Andare al lavoro per guadagnarsi da vivere e non fare più ritorno a casa. È la triste storia di tanti, troppi lavoratori che sono ricordati oggi, nella 73esima edizione della
Giornata Nazionale per le vittime degli incidenti sul Lavoro che si svolge tutti gli anni nella seconda domenica di ottobre.
Le vittime sono soprattutto lavoratori impiegati nel settore dei trasporti e del magazzinaggio (61 vittime), seguiti da quelli che lavorano nel mondo delle costruzioni (58 vittime). E poi le vittime nelle attività manifatturiere (51 vittime) e del commercio (32 vittime).
Un numero che si aggiorna quotidianamente senza mai arrestarsi.
Da gennaio a luglio del 2023, secondo i dati dell‘Inail, le persone morte sul lavoro sono in tutto 430. Cifra di per sé tragica alla quale devono aggiungersi tutti coloro che hanno perso la vita durante il tragitto dalla casa al luogo di lavoro: altre 129 persone per un totale di 559 vittime.
La fascia di età più colpita è quella di lavoratori tra i 55 e i 64 anni; per i lavoratori stranieri il rischio di infortunio mortale è quasi doppio rispetto a quello per gli italiani.

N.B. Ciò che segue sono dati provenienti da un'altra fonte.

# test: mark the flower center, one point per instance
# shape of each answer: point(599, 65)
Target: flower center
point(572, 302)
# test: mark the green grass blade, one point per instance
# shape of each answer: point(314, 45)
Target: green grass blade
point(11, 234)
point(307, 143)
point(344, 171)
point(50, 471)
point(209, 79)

La cultura della sicurezza stenta a prendere piede malgrado le iniziative a livello nazionale e locale si moltiplichino.
La maglia nera delle morti sul lavoro la indossa la Lombardia, ma i dati preoccupanti riguardano tutte le regioni italiane.
La Giornata Nazionale per le vittime degli incidenti sul Lavoro è nata nel 1998 e fu istituita, su richiesta dell’Anmil (l’Associazione Nazionale dei Lavoratori Mutilati e Invalidi del Lavoro), con decreto del Presidente del Consiglio dei Ministri sotto l’Alto Patronato del Presidente della Repubblica.
Si calcola che ogni due giorni muoiano 5 lavoratori nell’ esercizio della loro attività o nello spostamento da casa al posto di lavoro. Numeri che devono trovare un’inversione attraverso la logica della formazione e il braccio operativo dei controlli. Fino a quando non si andrà in quella direzione il rischio è di stare ad aggiornare impassibilmente la triste contabilità.